Читатель ждал от таких текстов автобиографичности, и ожидание это усиливалось повествованием от первого лица и сведением до абсолютного минимума эстетической дистанции между автором и нарратором, а в рассказах от третьего лица – между автором и героем. Последним приемом пользовался, например, Сергей Шаршун в своем цикле прозаических произведений. Когда тождество между автором и героем казалось маловероятным, писатели прибегали к старому как мир приему, маскируясь под издателей заметок или дневников покойных эмигрантов (прием этот использовали, в частности, Берберова в «Аккомпаниаторше» (1935) и Яновский в повести «Любовь вторая» (1935)). По мере широкого распространения эгонарративов читатели отказывались делать различие между автором и повествователем; некоторые писатели даже считали своим долгом сделать по этому поводу соответствующую оговорку. Так, в начале своего романа «Тело» (1933) Бакунина сочла нужным заметить: «То, что я пишу от первого лица, вовсе не значит, что я пишу о себе»[87]. Георгий Иванов вообще оказался жертвой избыточного легковерия своей читательской аудитории: после публикации «Распада атома» эмигрантское сообщество обвинило его в извращениях, приписав ему эмоции и поступки его персонажа. В определенном смысле, писатели сами культивировали столь наивное восприятие своих произведений, объявляя основополагающим принципом своего творчества правду (а не правдоподобие).

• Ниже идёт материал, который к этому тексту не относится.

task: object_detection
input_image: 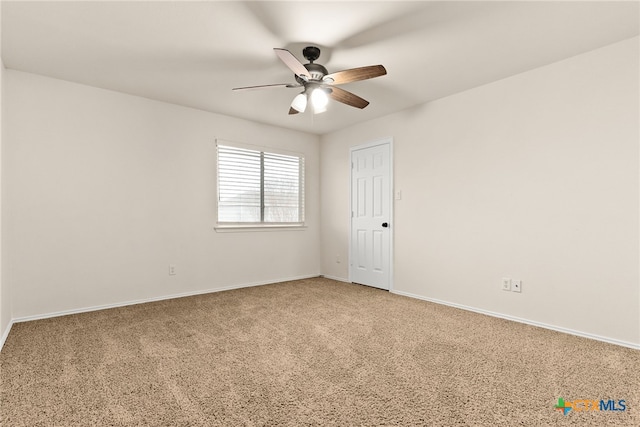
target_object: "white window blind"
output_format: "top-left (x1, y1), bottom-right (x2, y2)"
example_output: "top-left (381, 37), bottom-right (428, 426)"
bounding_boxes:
top-left (218, 144), bottom-right (304, 224)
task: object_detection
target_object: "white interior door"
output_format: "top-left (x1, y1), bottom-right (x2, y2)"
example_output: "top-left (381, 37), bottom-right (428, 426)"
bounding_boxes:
top-left (349, 141), bottom-right (392, 290)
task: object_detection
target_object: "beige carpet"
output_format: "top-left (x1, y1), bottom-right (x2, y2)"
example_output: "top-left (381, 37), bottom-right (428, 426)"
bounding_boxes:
top-left (0, 278), bottom-right (640, 427)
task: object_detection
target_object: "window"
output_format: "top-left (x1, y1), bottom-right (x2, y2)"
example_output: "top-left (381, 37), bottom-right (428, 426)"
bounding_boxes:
top-left (218, 144), bottom-right (304, 225)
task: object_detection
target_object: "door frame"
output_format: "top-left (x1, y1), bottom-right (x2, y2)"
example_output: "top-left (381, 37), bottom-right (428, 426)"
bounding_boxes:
top-left (349, 137), bottom-right (395, 292)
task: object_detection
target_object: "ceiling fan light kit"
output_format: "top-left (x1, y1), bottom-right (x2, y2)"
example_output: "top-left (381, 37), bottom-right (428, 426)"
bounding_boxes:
top-left (233, 46), bottom-right (387, 114)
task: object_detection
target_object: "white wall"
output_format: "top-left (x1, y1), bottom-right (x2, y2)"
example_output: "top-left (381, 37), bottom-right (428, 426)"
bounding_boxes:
top-left (2, 70), bottom-right (320, 319)
top-left (0, 0), bottom-right (11, 349)
top-left (321, 37), bottom-right (640, 345)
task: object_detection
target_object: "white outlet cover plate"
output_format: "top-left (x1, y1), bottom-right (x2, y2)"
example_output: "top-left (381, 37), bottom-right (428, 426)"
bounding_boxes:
top-left (511, 280), bottom-right (522, 292)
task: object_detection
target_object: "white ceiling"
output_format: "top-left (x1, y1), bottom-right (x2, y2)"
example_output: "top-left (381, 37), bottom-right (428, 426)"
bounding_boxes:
top-left (2, 1), bottom-right (640, 134)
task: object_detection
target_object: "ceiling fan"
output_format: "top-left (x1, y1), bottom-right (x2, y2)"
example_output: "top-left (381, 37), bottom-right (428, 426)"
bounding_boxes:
top-left (233, 46), bottom-right (387, 114)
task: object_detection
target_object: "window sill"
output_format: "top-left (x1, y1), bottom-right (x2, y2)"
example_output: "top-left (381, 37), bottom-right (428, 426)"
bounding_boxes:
top-left (213, 224), bottom-right (307, 233)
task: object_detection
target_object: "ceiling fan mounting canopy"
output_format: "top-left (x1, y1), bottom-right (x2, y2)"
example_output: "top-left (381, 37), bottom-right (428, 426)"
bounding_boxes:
top-left (233, 46), bottom-right (387, 114)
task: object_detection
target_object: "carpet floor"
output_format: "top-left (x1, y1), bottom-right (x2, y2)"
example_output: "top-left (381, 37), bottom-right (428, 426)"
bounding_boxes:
top-left (0, 278), bottom-right (640, 427)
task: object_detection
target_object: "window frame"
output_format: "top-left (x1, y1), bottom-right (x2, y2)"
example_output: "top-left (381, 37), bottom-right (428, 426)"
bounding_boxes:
top-left (214, 139), bottom-right (307, 232)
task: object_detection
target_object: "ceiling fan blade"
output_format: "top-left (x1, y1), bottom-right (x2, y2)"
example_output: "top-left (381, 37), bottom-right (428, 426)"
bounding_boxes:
top-left (231, 83), bottom-right (301, 90)
top-left (273, 47), bottom-right (310, 80)
top-left (329, 87), bottom-right (369, 108)
top-left (322, 65), bottom-right (387, 85)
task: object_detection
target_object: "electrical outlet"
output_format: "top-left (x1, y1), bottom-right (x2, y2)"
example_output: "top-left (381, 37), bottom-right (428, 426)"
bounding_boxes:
top-left (511, 280), bottom-right (522, 292)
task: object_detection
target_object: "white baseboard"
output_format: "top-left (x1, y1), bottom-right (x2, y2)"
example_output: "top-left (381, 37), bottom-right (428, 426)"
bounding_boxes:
top-left (8, 274), bottom-right (320, 326)
top-left (320, 274), bottom-right (351, 283)
top-left (0, 320), bottom-right (13, 351)
top-left (391, 290), bottom-right (640, 350)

Как пишет Червинская, «“Верно” – лучшее, что можно сказать о прочитанном или услышанном»[88]. Напротив, она видит причину недостатков романа Анны Таль «Клетчатое солнце» в том, что «книга написана не с “предельной честностью”, не о себе, не прямо, не просто о своем опыте»; из-за этого получилась якобы «какая-то декорация, какие-то марионетки, в которые трудно вложить хотя бы немного живой боли, живого счастья»[89]. Червинской вторит Бакунина: «Основной закон писателя – искренность, верность себе»[90]. С наибольшей частотой в высказываниях этого круга авторов повторяются следующие ключевые понятия: «искренность», «правдивость», «простота», «честность», «безыскусность», «исповедь», «скупые, простые, веские слова»[91], «несомненная подлинность»[92], «серьезность» и т. д.